De rechtbank houdt de zaak vier maanden aan in afwachting van het taxatierapport.
Na ontvangst van het rapport krijgen partijen ieder de gelegenheid om binnen twee weken een schriftelijke inhoudelijke reactie te geven op het rapport. Hierbij moeten partijen niet na elkaar een reactie toesturen, maar tegelijk. In beginsel neemt de rechtbank vervolgens zonder nadere mondelinge behandeling een beslissing.
Proceskosten
3.31.
Omdat nog geen eindbeslissing wordt gegeven, wordt nu ook nog geen beslissing genomen over de proceskosten.

4.De beslissing

De rechtbank:
4.1.
bepaalt dat de behandeling van de zaak wordt aangehouden tot
1 december 2024 PRO FORMA, met verzoek aan partijen de rechtbank te berichten zoals is overwogen onder 3.29 en 3.30;
4.2.
bepaalt dat tot verdere behandeling pas wordt overgegaan nadat partijen het taxatierapport en de reacties hierop hebben overgelegd;
4.3.
deelt partijen mee dat als voor de pro-formadatum geen bericht is ontvangen of door beide partijen de gevraagde stukken niet (volledig) zijn overgelegd zonder dat uitstel is gevraagd, de rechter kan besluiten er van uit te gaan dat partijen geen prijs stellen op het geven van hun visie. In beginsel zal de zaak op de stukken worden afgedaan;
4.4.
houdt iedere overige beslissing aan;
4.5.
bepaalt dat partijen en hun advocaten op de genoemde pro formadatum niet hoeven te verschijnen.
Deze beschikking is gegeven door mr. A. Buizer, voorzitter en rechter, mr. E.M. Moerman en mr. S. Wierink, rechters, en in het openbaar uitgesproken in aanwezigheid van mr. L.M. de Witte, griffier, op 2 augustus 2024.

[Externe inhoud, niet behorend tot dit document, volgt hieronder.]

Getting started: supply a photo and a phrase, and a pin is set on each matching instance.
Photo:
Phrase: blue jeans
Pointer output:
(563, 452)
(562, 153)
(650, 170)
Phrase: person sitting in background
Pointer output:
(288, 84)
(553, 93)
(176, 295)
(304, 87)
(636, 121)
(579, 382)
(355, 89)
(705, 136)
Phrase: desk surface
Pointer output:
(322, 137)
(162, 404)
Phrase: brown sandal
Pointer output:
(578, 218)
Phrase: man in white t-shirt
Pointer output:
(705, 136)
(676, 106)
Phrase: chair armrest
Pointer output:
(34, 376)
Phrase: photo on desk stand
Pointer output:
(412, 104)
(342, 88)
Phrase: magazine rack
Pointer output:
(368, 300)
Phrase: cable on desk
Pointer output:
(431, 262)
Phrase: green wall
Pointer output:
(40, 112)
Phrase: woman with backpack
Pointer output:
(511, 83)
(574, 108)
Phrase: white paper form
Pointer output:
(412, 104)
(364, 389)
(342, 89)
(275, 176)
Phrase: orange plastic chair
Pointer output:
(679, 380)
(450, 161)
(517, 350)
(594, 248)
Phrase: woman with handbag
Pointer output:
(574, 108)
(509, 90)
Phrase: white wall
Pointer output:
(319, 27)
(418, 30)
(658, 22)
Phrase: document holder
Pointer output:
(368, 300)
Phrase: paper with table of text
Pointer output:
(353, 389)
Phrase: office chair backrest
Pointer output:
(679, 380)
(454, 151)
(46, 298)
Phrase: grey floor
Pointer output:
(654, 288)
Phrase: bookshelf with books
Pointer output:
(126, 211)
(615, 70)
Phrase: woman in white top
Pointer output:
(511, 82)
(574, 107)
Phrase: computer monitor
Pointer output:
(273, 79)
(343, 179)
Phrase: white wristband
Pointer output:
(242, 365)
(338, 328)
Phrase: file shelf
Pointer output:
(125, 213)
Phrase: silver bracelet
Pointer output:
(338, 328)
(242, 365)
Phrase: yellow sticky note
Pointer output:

Tegen deze uitspraak kan binnen drie maanden na de dag van deze uitspraak door partijen hoger beroep worden ingesteld door indiening van een beroepschrift bij het gerechtshof Den Haag. Een in eerste aanleg niet verschenen partij kan hoger beroep instellen binnen drie maanden na de betekening van deze uitspraak aan hem/haar in persoon dan wel binnen drie maanden nadat zij op andere wijze is betekend en openlijk bekend gemaakt.